Hi,
On Debian Jessie to use the official X11 wrapper package and also the OpenGL wrappers IIRC, I had to modify the .so library name to include the version number. E.g libX11.so -> libX11.so.6
Wouldn't it be safer for these wrappers to explicitly declare the library version? While the --dynlibOverride cli option is available to control this, I think loading any version of the library should be the override, not the default.
Thanks, Ollie
You need to install the -dev package to get the symbolic link to the .so version.
Depending on who you ask, this is either essential for having sane shared library behavior or more evidence that Linux packaging (well, Debian at least) is horribly broken.
And yes, this is why Nim allows you to specify alternate versions (which, unfortunately, breaks override mechanisms such as LD_LIBRARY_PATH, because now the library version becomes more important than the precedence rules).
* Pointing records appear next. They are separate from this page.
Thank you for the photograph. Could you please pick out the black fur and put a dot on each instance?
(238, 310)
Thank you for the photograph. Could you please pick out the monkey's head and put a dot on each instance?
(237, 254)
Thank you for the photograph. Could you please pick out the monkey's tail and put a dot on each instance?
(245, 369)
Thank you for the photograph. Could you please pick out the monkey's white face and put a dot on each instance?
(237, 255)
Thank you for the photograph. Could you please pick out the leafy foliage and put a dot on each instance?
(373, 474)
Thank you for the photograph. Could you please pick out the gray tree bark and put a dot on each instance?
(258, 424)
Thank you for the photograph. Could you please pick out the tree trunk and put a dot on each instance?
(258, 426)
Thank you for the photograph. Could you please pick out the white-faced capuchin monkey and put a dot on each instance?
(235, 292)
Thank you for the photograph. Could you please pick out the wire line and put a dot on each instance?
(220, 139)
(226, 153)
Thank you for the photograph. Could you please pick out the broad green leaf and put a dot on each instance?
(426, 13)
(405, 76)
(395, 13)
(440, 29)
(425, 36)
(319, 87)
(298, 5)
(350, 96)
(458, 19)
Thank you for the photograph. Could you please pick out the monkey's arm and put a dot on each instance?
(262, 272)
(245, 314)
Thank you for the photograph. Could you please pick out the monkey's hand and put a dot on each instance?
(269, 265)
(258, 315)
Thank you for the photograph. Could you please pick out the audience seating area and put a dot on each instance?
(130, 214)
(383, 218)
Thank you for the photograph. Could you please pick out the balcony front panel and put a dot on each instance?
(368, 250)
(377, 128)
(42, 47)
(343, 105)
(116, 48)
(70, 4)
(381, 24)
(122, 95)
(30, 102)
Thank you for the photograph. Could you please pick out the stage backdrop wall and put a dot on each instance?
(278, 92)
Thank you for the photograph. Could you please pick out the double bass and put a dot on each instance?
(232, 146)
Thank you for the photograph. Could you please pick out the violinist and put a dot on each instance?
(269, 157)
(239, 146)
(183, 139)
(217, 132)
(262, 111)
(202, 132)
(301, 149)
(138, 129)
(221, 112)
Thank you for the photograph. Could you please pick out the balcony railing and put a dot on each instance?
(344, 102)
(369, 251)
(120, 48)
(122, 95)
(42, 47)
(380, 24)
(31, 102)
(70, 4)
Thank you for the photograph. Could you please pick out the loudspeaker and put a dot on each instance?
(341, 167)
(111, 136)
No, there just isn't a good solution.
Linux packaging is horribly broken? Surely you must have meant Windows packaging :-P
Installing the dev package, and all of it's dependencies, is definitely not a good solution IMO.
This smells very similar to the days when "DLL hell" was an issue. Libraries are versioned for a very good reason, & loading an arbitrary version when you have complied against a specific API version is just asking for trouble.
I'm not sure if the alternate versions approach is a good thing. At first glance it looked pretty convenient but when I think it through I'm worried that it sacrifices correctness for the sake of convenience.